The characteristic of social media allows two-way communication and dialog, which it becomes a useful tool for SMEs to interact with their audiences. SMI acquires the competencies to initiate, encourage, and direct interactions on platforms that could further enhance a specific quality of audience relationship (Solis & Breakenridge, 2009; Enke &Borchers, 2019). For example, SMIs will invite their audiences to comment and share experiences with them and might discuss topics for a closer understanding. These types of actions are essential to SMIs since they signal accessibility and authenticity for a peer status, which can contribute to establishing a value position in audiences’ perspectives.
The concept of public persona has been highlighted that this creation is based on self-branding’s techniques and could be consumed by social media users (Markwick, 2015; Hearn & Schoenhoff, 2015). Meanwhile, Hearn & Schoenhoff (2015) argue that the activities of how SMIs cultivate attention and craft an authentic ‘personal brand’ through social media could be captured as the concept of personal brand capital.
SMI and their audiences relationship could be described in three types, such as peer-to-peer relations, egalitarian friendships or a sense of equality (Jerslev, 2016; García-Rapp, 2017). The peer status is implied a similarity between SMI and their followers in their structural situatedness.
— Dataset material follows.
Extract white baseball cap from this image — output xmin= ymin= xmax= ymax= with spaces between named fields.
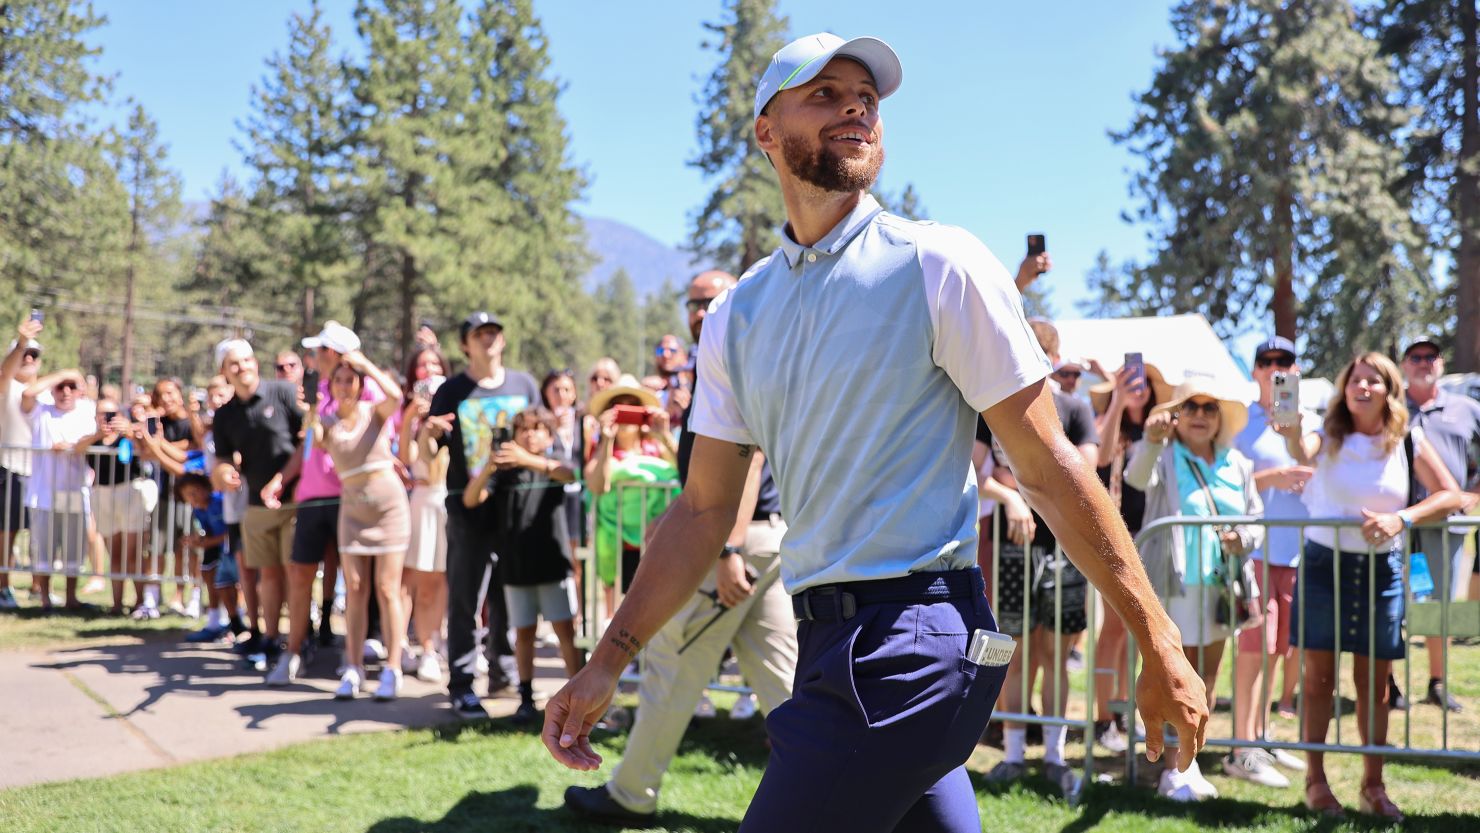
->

For instance, both fashion influencers and their audiences might face comparable issues when they try to find the right outfit for their appearances. Moreover, García-Rapp (2017) shows that YouTuber Bubz discloses her daily activities and information to deepen the affective connections. This relationship could heavily draw on intimacy and support the perception of peer-to-peer qualities in between SMI-audience relationships.